Tuesday, November 5, 2013

Banks eye CBK policy team for interest rate direction


Most analysts interviewed by the Business Daily predicted a retention of the benchmark policy rate at its current level, and a slight jerk upwards by early next year. Photo/FILE
Most analysts interviewed by the Business Daily predicted a retention of the benchmark policy rate at its current level, and a slight jerk upwards by early next year. Photo/FILE 
By GEOFFREY IRUNGU
In Summary
  • The Central Bank of Kenya is today expected to signal interest rate direction for the next two months at the Monetary Policy Committee
  • Most analysts interviewed by the Business Daily predicted a retention of the benchmark policy rate at its current level, and a slight jerk upwards by early next year

The Central Bank of Kenya is today expected to signal interest rate direction for the next two months at the Monetary Policy Committee (MPC’s) meeting.
The policy organ meets against the backdrop of a stable currency and a falling inflation rate.
Overall inflation stands at an average of 7.18 per cent in the past four months, against a CBK target of a maximum of 7.5 per cent. The MPC will weigh the need to keep the economic growth momentum to hit the 5.5 per cent target for this year, given that the first half of the year saw expansion in the gross domestic product of 4.7 per cent.
Most analysts interviewed by the Business Daily predicted a retention of the benchmark policy rate at its current level, and a slight jerk upwards by early next year.
“I think they will retain the CBR at its current level of 8.5 per cent. The exchange rate has been generally stable. Inflation is not likely to rise any further, and may come down to six per cent before the close of the year,” said Eric Munywoki, a research analyst at Old Mutual Securities.
But Mr Munywoki said the CBR could rise since commercial banks are being charged 14.5 per cent at the discount window, and the two are supposed to be closely aligned for the CBR to be an effective rate.
“This CBR should actually be (at 11 per cent) because the discount window is at 14.5 per cent. The CBR should be closer to the discount window, which is really the rate at which the banks are accessing cash from the central bank,” said Mr Munywoki.
Inflation began to rise when the value added tax (VAT) Act 2013 was enacted in September and prices of many goods rose immediately. The overall inflation for the month increased to 8.29 per cent but decelerated to 7.76 per cent last month.
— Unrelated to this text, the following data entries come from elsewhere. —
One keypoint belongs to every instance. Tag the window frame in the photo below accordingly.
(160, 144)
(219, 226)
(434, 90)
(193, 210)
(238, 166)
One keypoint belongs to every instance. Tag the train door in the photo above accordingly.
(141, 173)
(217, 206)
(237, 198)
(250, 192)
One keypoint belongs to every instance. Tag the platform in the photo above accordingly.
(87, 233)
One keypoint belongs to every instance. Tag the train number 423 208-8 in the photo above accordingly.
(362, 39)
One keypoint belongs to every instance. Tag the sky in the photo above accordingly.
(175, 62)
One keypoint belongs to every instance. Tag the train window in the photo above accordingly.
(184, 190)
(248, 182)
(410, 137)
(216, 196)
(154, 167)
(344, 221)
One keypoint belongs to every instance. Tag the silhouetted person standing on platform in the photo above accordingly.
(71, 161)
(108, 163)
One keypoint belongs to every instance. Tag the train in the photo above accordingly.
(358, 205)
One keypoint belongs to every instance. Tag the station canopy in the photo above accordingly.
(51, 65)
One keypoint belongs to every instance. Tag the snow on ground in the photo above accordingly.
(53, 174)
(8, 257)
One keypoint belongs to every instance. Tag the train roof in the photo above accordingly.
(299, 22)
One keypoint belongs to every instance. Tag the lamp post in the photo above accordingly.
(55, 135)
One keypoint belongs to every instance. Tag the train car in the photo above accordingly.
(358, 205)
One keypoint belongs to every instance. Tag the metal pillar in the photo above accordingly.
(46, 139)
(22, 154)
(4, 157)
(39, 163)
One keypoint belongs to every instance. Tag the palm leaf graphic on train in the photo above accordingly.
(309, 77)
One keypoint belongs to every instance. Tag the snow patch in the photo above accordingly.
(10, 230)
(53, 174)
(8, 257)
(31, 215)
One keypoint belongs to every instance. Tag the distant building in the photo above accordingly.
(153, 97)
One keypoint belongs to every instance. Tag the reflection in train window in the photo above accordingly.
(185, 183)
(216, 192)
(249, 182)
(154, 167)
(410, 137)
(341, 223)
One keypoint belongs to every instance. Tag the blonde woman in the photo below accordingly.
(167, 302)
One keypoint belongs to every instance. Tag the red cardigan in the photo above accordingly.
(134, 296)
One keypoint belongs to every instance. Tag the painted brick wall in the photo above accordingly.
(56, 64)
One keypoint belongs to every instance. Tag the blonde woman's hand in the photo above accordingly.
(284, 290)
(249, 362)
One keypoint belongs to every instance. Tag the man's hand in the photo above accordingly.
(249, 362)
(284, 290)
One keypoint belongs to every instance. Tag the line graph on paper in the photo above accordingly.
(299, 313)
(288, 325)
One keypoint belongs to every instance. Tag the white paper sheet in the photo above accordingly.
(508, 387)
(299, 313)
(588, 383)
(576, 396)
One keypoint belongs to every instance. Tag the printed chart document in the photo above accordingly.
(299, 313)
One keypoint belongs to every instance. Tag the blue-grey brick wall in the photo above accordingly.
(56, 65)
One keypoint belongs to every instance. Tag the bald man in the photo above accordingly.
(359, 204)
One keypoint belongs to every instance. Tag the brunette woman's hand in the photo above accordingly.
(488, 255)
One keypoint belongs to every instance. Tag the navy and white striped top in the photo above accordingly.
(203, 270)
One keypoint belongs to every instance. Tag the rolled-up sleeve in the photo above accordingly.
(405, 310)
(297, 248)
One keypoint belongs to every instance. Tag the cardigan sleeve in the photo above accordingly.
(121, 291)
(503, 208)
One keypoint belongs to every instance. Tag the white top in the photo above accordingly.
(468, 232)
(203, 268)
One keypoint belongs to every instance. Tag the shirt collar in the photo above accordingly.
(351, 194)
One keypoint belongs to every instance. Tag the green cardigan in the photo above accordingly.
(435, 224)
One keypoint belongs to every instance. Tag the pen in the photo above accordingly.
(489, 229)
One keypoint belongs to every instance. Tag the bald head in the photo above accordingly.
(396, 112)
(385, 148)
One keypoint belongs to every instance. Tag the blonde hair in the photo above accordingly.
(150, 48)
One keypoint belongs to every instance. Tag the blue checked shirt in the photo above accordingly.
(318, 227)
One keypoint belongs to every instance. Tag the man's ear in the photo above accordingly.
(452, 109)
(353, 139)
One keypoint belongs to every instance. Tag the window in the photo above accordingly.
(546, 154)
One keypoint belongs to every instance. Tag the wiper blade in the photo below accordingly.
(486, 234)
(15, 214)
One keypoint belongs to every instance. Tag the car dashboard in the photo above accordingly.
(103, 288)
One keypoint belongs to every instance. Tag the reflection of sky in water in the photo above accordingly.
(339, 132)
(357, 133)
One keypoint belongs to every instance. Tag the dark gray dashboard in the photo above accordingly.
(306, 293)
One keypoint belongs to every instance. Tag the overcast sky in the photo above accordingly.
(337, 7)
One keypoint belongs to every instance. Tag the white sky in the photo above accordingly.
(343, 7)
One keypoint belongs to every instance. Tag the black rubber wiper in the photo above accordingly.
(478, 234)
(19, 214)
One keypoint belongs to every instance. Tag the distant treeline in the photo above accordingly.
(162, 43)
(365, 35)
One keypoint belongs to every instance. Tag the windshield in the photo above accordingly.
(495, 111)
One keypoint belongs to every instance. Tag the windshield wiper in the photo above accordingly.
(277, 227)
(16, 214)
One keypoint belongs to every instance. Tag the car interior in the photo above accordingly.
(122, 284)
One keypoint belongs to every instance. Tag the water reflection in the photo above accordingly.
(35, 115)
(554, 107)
The 7.18 per cent average for the first four months of the financial is only 0.32 percentage points from the upper borderline.
The Treasury has set a target of five per cent with 2.5 percentage points above or below it — meaning that it can range between 2.5 and 7.5 per cent.
Alexander Muiruri, bond trader at African Alliance Investment Bank, sees the CBR rising modestly by January in line with modest increase in prices next year. “We expect the CBR to adjust upward by 50 basis points (to 9.0 per cent] by January 2014. There’s a good case for headline inflation growing marginally until May 2014 due to positive base effects on food inflation,” said Mr Muiruri.
The Standard Chartered Bank head of research for Africa region Razia Khan said the MPC is likely to be tolerant of a slightly higher inflation without raising interest rates until March next year.
“Given concern over the aftermath of Westgate and its impact on business confidence, we believe that the authorities will be more accommodating of a temporary breach of their 2.5-7.5 per cent inflation target…The CBR is likely to remain on hold at 8.5 per cent until next year,” said Ms Khan.
The Treasury has expressed confidence that the second half will make up for the lower first half GDP growth in order to realise the 5.5 per cent target in 2013 and maintain the momentum for next year’s 6.0 per cent target.
Treasury Secretary Henry Rotich said recently that apart from faster growth in the second half, experience had shown that statistics for the first half were normally revised upwards by the year end.
The GDP growth momentum has implications as the budget and jobs creation targets are predicated on 5.5 per cent GDP for this year, rising to seven per cent by 2017 under the second Medium Term Plan (MTP2) which is part of Vision 2030.